Three years after the beginning of the second Congo war, Otafiire plus other senior UPDF officers such as Gen James Kazini, Brig Noble Mayombo, President Museveni’s brother, Gen Salim Saleh, and his wife Jovia Akwandwanaho, were accused by the United Nations of plundering DR Congo’s vast resources.
During the second Uganda intervention in DR Congo, author Sandrine Perrot says the exploitation of Congolese resources became much more systematic, and trading networks, linking mining centres in Congo’s hinterland to international traders, drastically expanded.
“The patterns of military commercialism evolved from a parasitic structure of military business and petty thieves, already active during the first war but also in northern Uganda for example, to a paroxysmal entrepreneurial logic of conflict economy linked with international legal as well as illegal and criminal networks,” Perrot said in his paper Doing Business Out of War, an analysis of the UPDF’s presence in the Democratic Republic of Congo.
“At their (re)arrival in the DRC, the Ugandan expeditionary corps tried to take control over trade and business in the territories they controlled. A main target was the exploitation of natural and strategic resources (gold, coltan, diamonds, and cassiterite) but also timber, coffee, ivory, and vanilla. To consolidate control and guarantee continuous production, several alternative structures were put in place.”
In response to the allegations, Otafiire has said he did not plunder natural resources from the vast country because there was nothing to steal.
Accused
In 2011, Gen Otafiire was accused of being among the group of Cabinet ministers who were hoarding sugar.
Museveni reacted by issuing an executive order asking Indian manufacturers to deny supplies to politicians he accused of hoarding the commodity, but Gen Otafiire was having none of it.

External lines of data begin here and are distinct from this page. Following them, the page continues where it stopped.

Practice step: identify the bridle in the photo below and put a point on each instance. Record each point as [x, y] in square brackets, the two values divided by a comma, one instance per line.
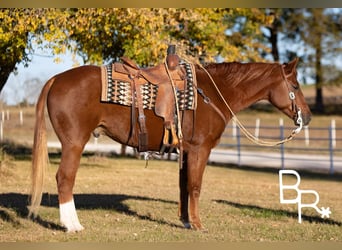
[250, 136]
[296, 111]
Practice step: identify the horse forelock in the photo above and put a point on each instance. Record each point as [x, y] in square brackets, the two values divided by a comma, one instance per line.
[233, 73]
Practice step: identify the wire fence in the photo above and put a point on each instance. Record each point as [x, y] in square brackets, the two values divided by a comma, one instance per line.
[317, 145]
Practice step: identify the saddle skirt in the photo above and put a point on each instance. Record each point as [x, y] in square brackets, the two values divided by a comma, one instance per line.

“You people are writing in the papers that Otafiire is dealing in sugar and causing shortages, do you want me to close my sugar business and start stealing government funds?” Otafiire, who had a stint as Trade minister, asked.
“The President doesn’t control my business. I’m not a speculator. I have been dealing with sugar and I will continue dealing with it,” he said.
Now aged 73 years, Otafiire never wants to lose his parliamentary seat, but he prides himself in not attending parliamentary sessions citing its big numbers.
“Why should I go there to compete for three minutes?” he asks. “To talk about what for three minutes? I have another avenue to represent my people: I sit in Cabinet. And it is Cabinet that allocates resources. So, if I want resources allocated for my people, I do it in Cabinet with my Cabinet colleagues.”
Now on his recent topic of asking young Ugandans to rise against the corrupt, Otafiire said they did not fight to enrich people, but to correct the situation in the country.
“People died [in the war]. We didn’t die for the glorification of the corrupt. Down the road, we seem to have digressed to the extent that you people … love … the corrupt. You glorify inequity,” he said.
He added: “You don’t want to stand up and tell us - we in leadership - that we (citizens) deserve better … No. Stand up and tell us, ‘sorry, enough is enough. You [leaders] have to stop here,” he said.
But a few days later, his boss came out and said the anti-corruption protests would not be allowed.
“We are busy producing wealth… and you here want to disturb us. You are playing with fire because we cannot allow you to disturb us,” he said.